Frank W J Anderson et al. Obstet Gynecol. 2020 Oct.

Abstract

The maternal mortality ratio in the United States is increasing; understanding the significance of this change and developing effective responses requires a granular analysis of the contributing factors that a well-informed maternal mortality review committee can provide. Data collection and analysis, clinical factors, preventability, social determinants of health, and racial inequities combine to affect this outcome, and each factor must be considered individually and in combination to recommend a robust response. Obstetrician-gynecologists formed the State of Michigan's Maternal Mortality Review Committee (the Committee) in 1950 to identify gaps in care that needed to be systematically addressed at the time.
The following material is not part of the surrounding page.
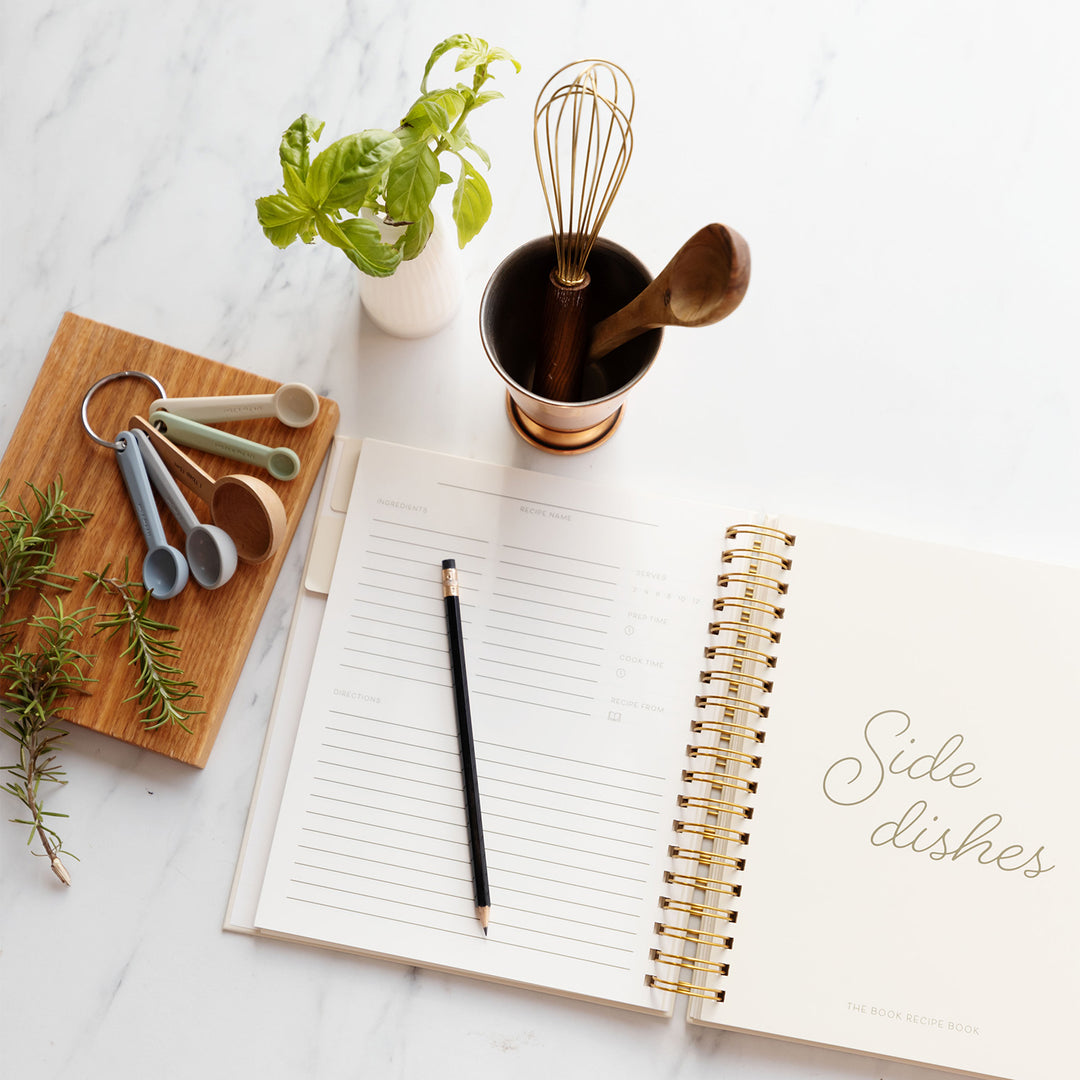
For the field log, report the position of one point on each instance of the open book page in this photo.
(582, 611)
(912, 874)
In the early years, the Committee witnessed a reduction in the number of maternal deaths; over time, prioritization of maternal mortality decreased, yet the Committee witnessed changing patterns of death, varied data collection and evaluation processes, delayed reviews, and unimplemented recommendations. The calculation of the maternal mortality ratio was not informed by the outcomes of Committee reviews. Today, the Committee, with increased support from the Michigan Department of Health & Human Services, can clearly identify and report preventable pregnancy-related mortality along with its causes and is close to achieving a near real-time surveillance system that allows the development of timely clinical and policy recommendations and interventions. The Committee's adaptations in response to the rise in maternal mortality have resulted in several lessons learned that may be helpful for currently operating committees and in the formation of new ones.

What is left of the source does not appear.